ECONOMY

Varoufakis says ECB policy on Greece ‘asphyxiating’

The European Central Bank is pursuing a restrictive policy on Greece to pressure Athens and its official lenders to agree to a path that will lead the country out of its crisis, Greece’s finance minister said on Thursday.

“The ECB in my opinion is pursuing a policy that can be considered asphyxiating toward our government,” Greek Finance Minister Yanis Varoufakis told Greece’s Mega TV in an interview.

The ECB has refused to give Athens any leeway to issue short-term debt to meet its funding needs amid a cash crunch as leftover bailout funds remain on hold.

Varoufakis said the ECB’s stance is also aimed at Greece’s eurozone partners and the International Monetary Fund funding its bailout, as a way to also force them to find a solution with Athens.

Asked about his relationship with his German counterpart, Wolfgang Schaeuble, the minister said: “Mr.

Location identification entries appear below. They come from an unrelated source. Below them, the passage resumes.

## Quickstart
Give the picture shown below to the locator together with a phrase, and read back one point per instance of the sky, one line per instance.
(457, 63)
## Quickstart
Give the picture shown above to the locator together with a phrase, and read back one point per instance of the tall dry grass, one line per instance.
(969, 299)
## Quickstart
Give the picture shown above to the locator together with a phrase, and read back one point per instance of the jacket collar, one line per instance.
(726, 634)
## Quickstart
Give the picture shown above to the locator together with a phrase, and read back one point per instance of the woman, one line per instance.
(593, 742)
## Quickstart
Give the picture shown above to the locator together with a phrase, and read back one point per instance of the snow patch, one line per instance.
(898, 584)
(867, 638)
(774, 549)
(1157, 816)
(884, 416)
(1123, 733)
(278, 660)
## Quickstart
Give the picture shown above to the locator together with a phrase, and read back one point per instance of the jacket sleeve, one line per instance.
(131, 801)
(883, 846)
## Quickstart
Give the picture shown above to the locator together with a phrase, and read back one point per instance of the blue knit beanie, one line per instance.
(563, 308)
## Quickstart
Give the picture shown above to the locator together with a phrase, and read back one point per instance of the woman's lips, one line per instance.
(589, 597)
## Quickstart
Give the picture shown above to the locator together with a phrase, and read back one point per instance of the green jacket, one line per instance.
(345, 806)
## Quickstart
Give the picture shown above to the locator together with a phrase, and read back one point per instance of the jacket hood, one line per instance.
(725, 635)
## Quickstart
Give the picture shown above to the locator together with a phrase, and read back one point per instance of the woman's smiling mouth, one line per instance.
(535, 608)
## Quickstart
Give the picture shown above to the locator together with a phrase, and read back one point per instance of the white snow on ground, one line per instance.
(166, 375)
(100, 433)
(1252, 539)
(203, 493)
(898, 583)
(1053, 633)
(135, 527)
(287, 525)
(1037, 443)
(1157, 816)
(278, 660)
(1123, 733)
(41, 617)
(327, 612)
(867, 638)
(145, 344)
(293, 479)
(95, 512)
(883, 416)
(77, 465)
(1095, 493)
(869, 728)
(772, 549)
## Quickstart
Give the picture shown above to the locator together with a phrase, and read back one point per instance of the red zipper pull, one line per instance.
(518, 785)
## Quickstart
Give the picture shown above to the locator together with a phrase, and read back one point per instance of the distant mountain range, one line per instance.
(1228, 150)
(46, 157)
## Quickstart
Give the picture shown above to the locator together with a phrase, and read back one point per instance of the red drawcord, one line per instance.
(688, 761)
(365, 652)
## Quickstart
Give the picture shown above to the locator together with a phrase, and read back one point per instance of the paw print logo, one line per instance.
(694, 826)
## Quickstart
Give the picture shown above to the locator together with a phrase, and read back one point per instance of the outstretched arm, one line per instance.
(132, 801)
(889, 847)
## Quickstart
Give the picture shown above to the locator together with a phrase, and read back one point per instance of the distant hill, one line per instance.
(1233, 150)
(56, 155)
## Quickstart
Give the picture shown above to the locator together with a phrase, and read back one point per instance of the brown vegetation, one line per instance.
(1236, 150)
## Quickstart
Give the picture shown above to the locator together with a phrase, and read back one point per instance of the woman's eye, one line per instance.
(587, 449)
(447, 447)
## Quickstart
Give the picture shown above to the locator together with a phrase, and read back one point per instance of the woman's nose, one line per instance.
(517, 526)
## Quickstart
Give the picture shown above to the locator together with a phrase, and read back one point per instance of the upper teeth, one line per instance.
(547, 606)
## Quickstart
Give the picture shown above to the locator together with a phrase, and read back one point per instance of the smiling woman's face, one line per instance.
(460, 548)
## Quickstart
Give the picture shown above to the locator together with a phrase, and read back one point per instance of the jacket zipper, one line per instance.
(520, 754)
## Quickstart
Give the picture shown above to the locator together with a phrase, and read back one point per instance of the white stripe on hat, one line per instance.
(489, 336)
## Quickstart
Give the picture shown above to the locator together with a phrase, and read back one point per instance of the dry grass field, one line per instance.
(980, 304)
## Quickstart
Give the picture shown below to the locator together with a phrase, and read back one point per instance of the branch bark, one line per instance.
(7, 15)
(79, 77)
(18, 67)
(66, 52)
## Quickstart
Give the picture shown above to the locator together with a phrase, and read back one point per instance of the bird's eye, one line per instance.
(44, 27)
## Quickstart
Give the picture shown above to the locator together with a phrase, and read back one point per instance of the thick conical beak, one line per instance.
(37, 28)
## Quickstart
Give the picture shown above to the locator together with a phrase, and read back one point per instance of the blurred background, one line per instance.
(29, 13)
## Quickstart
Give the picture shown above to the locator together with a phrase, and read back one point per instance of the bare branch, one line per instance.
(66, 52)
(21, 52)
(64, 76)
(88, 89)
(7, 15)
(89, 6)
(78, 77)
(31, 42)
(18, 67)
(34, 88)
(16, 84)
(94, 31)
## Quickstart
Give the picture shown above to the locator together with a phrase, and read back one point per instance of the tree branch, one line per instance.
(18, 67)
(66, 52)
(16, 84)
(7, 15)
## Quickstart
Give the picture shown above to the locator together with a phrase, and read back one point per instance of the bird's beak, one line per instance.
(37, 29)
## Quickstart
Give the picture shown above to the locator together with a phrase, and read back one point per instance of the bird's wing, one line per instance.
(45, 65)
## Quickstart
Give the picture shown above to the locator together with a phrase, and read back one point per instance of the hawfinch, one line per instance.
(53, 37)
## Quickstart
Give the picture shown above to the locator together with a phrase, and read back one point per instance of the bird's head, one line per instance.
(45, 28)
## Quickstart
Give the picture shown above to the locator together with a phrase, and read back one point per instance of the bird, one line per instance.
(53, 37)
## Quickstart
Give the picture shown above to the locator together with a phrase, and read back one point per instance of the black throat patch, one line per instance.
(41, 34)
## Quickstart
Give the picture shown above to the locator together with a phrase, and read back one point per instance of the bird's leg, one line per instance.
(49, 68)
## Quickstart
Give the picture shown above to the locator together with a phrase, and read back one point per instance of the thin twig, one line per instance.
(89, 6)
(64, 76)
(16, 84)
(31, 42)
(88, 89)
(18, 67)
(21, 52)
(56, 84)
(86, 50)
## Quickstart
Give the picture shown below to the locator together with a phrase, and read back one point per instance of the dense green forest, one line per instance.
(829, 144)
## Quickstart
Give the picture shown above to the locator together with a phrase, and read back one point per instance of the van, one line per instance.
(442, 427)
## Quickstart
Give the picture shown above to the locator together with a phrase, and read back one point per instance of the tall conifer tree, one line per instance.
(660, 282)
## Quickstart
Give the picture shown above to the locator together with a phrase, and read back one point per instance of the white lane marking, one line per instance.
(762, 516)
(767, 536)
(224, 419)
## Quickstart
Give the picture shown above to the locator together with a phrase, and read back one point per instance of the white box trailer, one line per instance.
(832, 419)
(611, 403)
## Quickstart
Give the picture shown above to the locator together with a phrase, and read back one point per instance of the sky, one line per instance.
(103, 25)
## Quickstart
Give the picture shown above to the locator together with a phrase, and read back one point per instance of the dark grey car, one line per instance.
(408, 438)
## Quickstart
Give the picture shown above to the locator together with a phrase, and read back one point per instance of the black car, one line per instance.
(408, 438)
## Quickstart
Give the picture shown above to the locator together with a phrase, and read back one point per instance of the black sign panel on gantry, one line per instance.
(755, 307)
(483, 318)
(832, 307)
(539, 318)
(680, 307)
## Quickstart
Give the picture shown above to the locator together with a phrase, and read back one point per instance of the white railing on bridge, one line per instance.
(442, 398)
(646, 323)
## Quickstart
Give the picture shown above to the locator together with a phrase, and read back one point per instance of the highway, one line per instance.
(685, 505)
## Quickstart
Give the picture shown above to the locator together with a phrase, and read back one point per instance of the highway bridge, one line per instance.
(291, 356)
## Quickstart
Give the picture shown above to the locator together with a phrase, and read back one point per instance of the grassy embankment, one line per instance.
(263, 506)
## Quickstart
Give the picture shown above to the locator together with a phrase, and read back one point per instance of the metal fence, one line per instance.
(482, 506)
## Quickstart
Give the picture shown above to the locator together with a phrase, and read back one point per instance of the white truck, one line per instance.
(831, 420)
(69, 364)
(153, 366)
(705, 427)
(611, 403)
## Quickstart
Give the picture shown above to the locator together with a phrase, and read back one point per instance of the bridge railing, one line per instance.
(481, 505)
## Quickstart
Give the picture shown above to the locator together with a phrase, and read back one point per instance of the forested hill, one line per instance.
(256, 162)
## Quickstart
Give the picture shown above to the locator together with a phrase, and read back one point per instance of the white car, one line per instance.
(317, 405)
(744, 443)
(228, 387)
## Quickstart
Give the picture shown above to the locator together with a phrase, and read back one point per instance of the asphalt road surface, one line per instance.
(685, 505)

Schaeuble has told me I have lost the trust of the German government. I have told him that I never had it. I have the trust of the Greek people.”

Schaeuble has said that no aid would be handed to Greece until international lenders had agreed that it had delivered on its reform commitments.

Varoufakis said he is aware that his presence in the Eurogroup meetings has irked many finance ministers who had been used to dealing with a Greek government that ruled with directives via e-mails and faxes.

“Suddenly they realized that the Greek finance minister will be a problem for them, to the extent that he demands the right to have the Greek people’s view heard,” he said, calling it an educational process for his colleagues to bring politics back to the Eurogroup.

“The depoliticisation of economic policy at the Eurogroup has led Europe to deflation, with its people stating in Eurobarometer polls that they do not trust the European Union’s institutions,” Varoufakis said.